The Orthodoxy of New Finance
So, to come back to our central question (phrased in a new way): Why do companies invest primarily in efficiency innovations, which eliminate jobs, rather than market-creating innovations, which generate them? A big part of the answer lies in an unexamined economic assumption. The assumption—which has risen almost to the level of a religion—is that corporate performance should be focused on, and measured by, how efficiently capital is used. This belief has an extraordinary impact on how both investors and managers assess opportunities. And it’s at the root of what we call the capitalist’s dilemma.

Let’s back up to see where this assumption came from. A fundamental tenet of economics is that some of the inputs required to make a product or service are abundant and cheap—like sand. We don’t need to account for such inputs and can waste them, if need be. Others are scarce and costly and must be husbanded carefully. Historically, capital was scarce and costly. So investors and managers alike were taught to maximize the revenue and profit per dollar of capital deployed.

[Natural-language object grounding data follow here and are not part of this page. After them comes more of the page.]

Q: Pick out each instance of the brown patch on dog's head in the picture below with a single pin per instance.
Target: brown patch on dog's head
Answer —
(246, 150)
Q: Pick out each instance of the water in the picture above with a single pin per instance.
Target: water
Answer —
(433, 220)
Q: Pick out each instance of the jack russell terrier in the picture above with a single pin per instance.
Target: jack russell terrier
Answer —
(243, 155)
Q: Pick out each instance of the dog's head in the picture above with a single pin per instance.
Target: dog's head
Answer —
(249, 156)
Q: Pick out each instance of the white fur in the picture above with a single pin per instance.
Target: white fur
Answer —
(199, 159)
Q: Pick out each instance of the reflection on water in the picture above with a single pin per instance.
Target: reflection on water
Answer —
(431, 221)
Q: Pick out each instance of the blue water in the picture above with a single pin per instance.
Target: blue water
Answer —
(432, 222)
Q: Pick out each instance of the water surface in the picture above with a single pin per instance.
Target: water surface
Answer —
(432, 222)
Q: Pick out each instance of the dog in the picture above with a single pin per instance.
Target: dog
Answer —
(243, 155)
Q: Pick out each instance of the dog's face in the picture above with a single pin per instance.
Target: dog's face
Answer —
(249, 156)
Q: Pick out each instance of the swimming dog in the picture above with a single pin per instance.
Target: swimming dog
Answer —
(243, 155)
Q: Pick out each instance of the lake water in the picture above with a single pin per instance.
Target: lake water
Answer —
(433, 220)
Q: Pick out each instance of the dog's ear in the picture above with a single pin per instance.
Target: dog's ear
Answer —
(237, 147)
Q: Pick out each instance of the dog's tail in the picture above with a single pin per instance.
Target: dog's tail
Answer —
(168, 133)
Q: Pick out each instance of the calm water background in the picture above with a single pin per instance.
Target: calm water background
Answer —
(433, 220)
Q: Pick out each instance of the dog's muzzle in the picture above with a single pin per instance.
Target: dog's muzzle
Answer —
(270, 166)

While it’s still true that scarce resources need to be managed closely, it’s no longer true that capital is scarce. A recent Bain & Company analysis captures this point nicely, concluding that we have entered a new environment of “capital superabundance.” Bain estimates that total financial assets are today almost 10 times the value of the global output of all goods and services, and that the development of financial sectors in emerging economies will cause global capital to grow another 50% by 2020. We are awash in capital.
Because they were taught to believe that the efficiency of capital was a virtue, financiers began measuring profitability not as dollars, yen, or yuan, but as ratios like RONA (return on net assets), ROIC (return on invested capital), and IRR (internal rate of return). These ratios are simply fractions, comprising a numerator and a denominator, but they gave investors and managers twice the number of levers to pull to improve their measured performance. To drive RONA or ROIC up, they could generate more profit to add to the numerator, of course. But if that seemed daunting, they could focus on reducing the denominator—outsourcing more, wiping more assets off the balance sheet. Either way, the ratio would improve. Similarly, they could increase IRR either by generating more profit to grow the numerator or by reducing the denominator—which is essentially the time required to get the return. If they invested only in projects that paid off quickly, then IRR would go up.

All of this makes market-creating innovations appear less attractive as investments. Typically, they bear fruit only after five to 10 years; in contrast, efficiency innovations typically pay off within a year or two. What’s worse, growing market-creating innovations to scale uses capital, which must often be put onto the balance sheet. Efficiency innovations take capital off the balance sheet, however. To top it off, efficiency innovations almost always seem to entail less risk than market-creating ones, because a market for them already exists. Any way you look at it, if you measure investments using these ratios, efficiency innovations always appear to be a better deal.